From people i spoke to that played here and endorse it, Boomtown was spoken of rather favourably.


----------



## Onket (Aug 11, 2009)

Did you go to both then?


----------



## strung out (Aug 11, 2009)

am gonna try and get to this next year. had a great time last time round.


----------



## Clint Iguana (Aug 11, 2009)

Onket said:


> Did you go to both then?



No, i cant personally comment on what endorse it was like this year, but you will see from the line ups that there were a lot of bands that played both events.... almost like the Carling Leeds/Reading weekend! (not quite) .... i spoke to a few of them .

_ETA... my "certainly on a par with endorse it" comment was based on my trips to endorse it over the last five years. I mention it becasue they are very simmilar festivals ... i would say the two best on the circuit, such a shame they clashed this year._


----------



## Onket (Aug 11, 2009)

I hope the date changes to avoid the first game of the season next year, personally.


----------



## Clint Iguana (Aug 11, 2009)

Onket said:


> I hope the date changes to avoid the first game of the season next year, personally.



Last few years i have been huddled around the radio at half four at endorse it, listeing to the scores with a southamptoon fan that i met at Endorse it and have camped with every year since (but never seen him anywhere else).

Now there's two bloody festivals and the football season!


----------



## El Jefe (Aug 11, 2009)

Clint Iguana said:


> From people i spoke to that played here and endorse it, Boomtown was spoken of rather favourably.



Zion Train thought Boomtown was full of boring ketheads


----------



## Clint Iguana (Aug 11, 2009)

Clint Iguana said:


> I wonder if the bands that are playing here and endorset the same weekend knew what they were letting them selves in for ..... bit of a trek!



erm... some of those i spoke to thought it was going to be Yeovil!


----------



## Clint Iguana (Aug 11, 2009)

El Jefe said:


> Zion Train thought Boomtown was full of boring ketheads



Yes, they mentioned it while they were there.

Ironically, one of the bands i spoke to said Endorse it was full of boring anti-K heads 

I am sure there was K about, but they were definitley in the minority.

ETA.... boomtown was certainly a little more 'crusty' than previous endorse its i have been to.


----------



## user47632 (Aug 12, 2009)

Just about recovered enough to make a post!

It was such a lovely location for a festival, weather was perfect untill Monday morning.

.

Watched some great bands and danced my ass of to Chris Liberator.

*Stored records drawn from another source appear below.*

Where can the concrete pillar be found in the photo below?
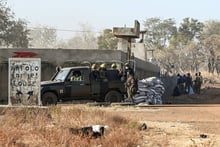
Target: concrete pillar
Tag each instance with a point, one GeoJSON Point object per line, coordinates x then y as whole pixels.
{"type": "Point", "coordinates": [122, 44]}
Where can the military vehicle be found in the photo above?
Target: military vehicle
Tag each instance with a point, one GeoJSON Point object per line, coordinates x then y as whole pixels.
{"type": "Point", "coordinates": [63, 87]}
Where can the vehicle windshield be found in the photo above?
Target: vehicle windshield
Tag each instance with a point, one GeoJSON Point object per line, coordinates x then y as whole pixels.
{"type": "Point", "coordinates": [61, 75]}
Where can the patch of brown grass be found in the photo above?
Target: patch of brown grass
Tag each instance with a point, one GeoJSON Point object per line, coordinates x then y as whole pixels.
{"type": "Point", "coordinates": [50, 127]}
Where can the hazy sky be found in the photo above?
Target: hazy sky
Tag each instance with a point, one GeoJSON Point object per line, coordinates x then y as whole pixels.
{"type": "Point", "coordinates": [101, 14]}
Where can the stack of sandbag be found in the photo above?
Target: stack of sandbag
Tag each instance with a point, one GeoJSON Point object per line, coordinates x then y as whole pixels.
{"type": "Point", "coordinates": [150, 91]}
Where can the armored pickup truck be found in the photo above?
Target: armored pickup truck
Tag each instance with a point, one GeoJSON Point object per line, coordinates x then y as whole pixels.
{"type": "Point", "coordinates": [77, 83]}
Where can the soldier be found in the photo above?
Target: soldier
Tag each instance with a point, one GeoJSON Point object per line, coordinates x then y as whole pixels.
{"type": "Point", "coordinates": [94, 73]}
{"type": "Point", "coordinates": [131, 88]}
{"type": "Point", "coordinates": [103, 72]}
{"type": "Point", "coordinates": [200, 82]}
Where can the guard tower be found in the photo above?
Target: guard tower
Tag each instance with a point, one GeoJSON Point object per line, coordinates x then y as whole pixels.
{"type": "Point", "coordinates": [127, 34]}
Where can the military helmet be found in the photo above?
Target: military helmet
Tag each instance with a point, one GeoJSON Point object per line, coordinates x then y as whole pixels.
{"type": "Point", "coordinates": [113, 65]}
{"type": "Point", "coordinates": [102, 65]}
{"type": "Point", "coordinates": [94, 66]}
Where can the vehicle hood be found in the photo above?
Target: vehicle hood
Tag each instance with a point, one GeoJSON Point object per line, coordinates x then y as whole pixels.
{"type": "Point", "coordinates": [46, 83]}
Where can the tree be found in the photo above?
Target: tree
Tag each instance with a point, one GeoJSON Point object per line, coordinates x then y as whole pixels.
{"type": "Point", "coordinates": [107, 40]}
{"type": "Point", "coordinates": [12, 32]}
{"type": "Point", "coordinates": [212, 45]}
{"type": "Point", "coordinates": [43, 37]}
{"type": "Point", "coordinates": [159, 32]}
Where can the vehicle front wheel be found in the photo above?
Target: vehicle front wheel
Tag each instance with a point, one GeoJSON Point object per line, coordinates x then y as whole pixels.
{"type": "Point", "coordinates": [49, 98]}
{"type": "Point", "coordinates": [113, 96]}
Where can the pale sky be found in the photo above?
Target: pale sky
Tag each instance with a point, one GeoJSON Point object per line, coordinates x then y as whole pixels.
{"type": "Point", "coordinates": [102, 14]}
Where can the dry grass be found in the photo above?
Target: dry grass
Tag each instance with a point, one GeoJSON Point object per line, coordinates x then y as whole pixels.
{"type": "Point", "coordinates": [50, 127]}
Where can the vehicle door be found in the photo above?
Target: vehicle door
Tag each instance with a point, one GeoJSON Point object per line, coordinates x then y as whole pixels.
{"type": "Point", "coordinates": [78, 85]}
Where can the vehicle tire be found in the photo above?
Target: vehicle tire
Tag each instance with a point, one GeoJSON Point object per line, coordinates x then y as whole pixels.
{"type": "Point", "coordinates": [113, 96]}
{"type": "Point", "coordinates": [49, 98]}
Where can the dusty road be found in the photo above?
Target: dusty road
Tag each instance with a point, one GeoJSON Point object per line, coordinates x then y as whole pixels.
{"type": "Point", "coordinates": [189, 125]}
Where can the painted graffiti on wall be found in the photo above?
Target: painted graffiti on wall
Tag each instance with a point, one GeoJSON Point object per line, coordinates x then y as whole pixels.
{"type": "Point", "coordinates": [24, 81]}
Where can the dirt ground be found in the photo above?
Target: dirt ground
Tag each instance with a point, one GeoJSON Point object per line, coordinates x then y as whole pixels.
{"type": "Point", "coordinates": [178, 126]}
{"type": "Point", "coordinates": [194, 120]}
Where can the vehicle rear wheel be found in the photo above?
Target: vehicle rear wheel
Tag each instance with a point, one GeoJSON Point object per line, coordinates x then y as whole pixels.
{"type": "Point", "coordinates": [49, 98]}
{"type": "Point", "coordinates": [113, 96]}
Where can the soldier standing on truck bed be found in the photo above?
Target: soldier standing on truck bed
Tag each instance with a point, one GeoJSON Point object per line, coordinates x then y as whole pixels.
{"type": "Point", "coordinates": [94, 73]}
{"type": "Point", "coordinates": [131, 88]}
{"type": "Point", "coordinates": [103, 72]}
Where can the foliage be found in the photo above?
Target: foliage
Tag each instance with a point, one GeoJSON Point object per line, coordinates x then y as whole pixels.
{"type": "Point", "coordinates": [12, 32]}
{"type": "Point", "coordinates": [190, 30]}
{"type": "Point", "coordinates": [107, 40]}
{"type": "Point", "coordinates": [43, 37]}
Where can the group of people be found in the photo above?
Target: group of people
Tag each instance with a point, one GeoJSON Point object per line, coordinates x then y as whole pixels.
{"type": "Point", "coordinates": [186, 84]}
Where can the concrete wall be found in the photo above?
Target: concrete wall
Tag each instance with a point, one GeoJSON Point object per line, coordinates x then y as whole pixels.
{"type": "Point", "coordinates": [50, 58]}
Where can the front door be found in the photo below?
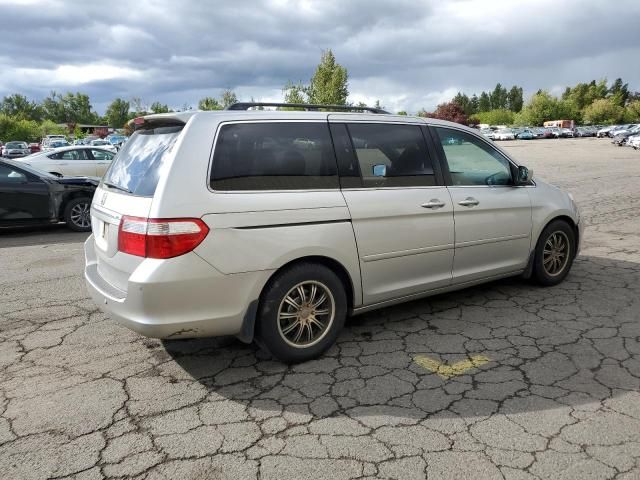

I have seen him before, but for various reasons he blew me away  The 'dance off' bit was great fun too.

It's a shame the music had to stop so early in the morning, but at least it gave me a chance to sleep and carry on the next day.


----------



## DeadManWalking (Aug 13, 2009)

Was a great festival, lucky with the weather.  Only downside was that they put Congo Natty on when the curfew came in.  He only played for about 10 mins and then was turned down at which point he gave up and left the stage.  The same fate would have happened on the Friday night with Dead Silence but they insisted the volume stayed up.  I think if the curfew got broken twice Sunday wouldn't have happened.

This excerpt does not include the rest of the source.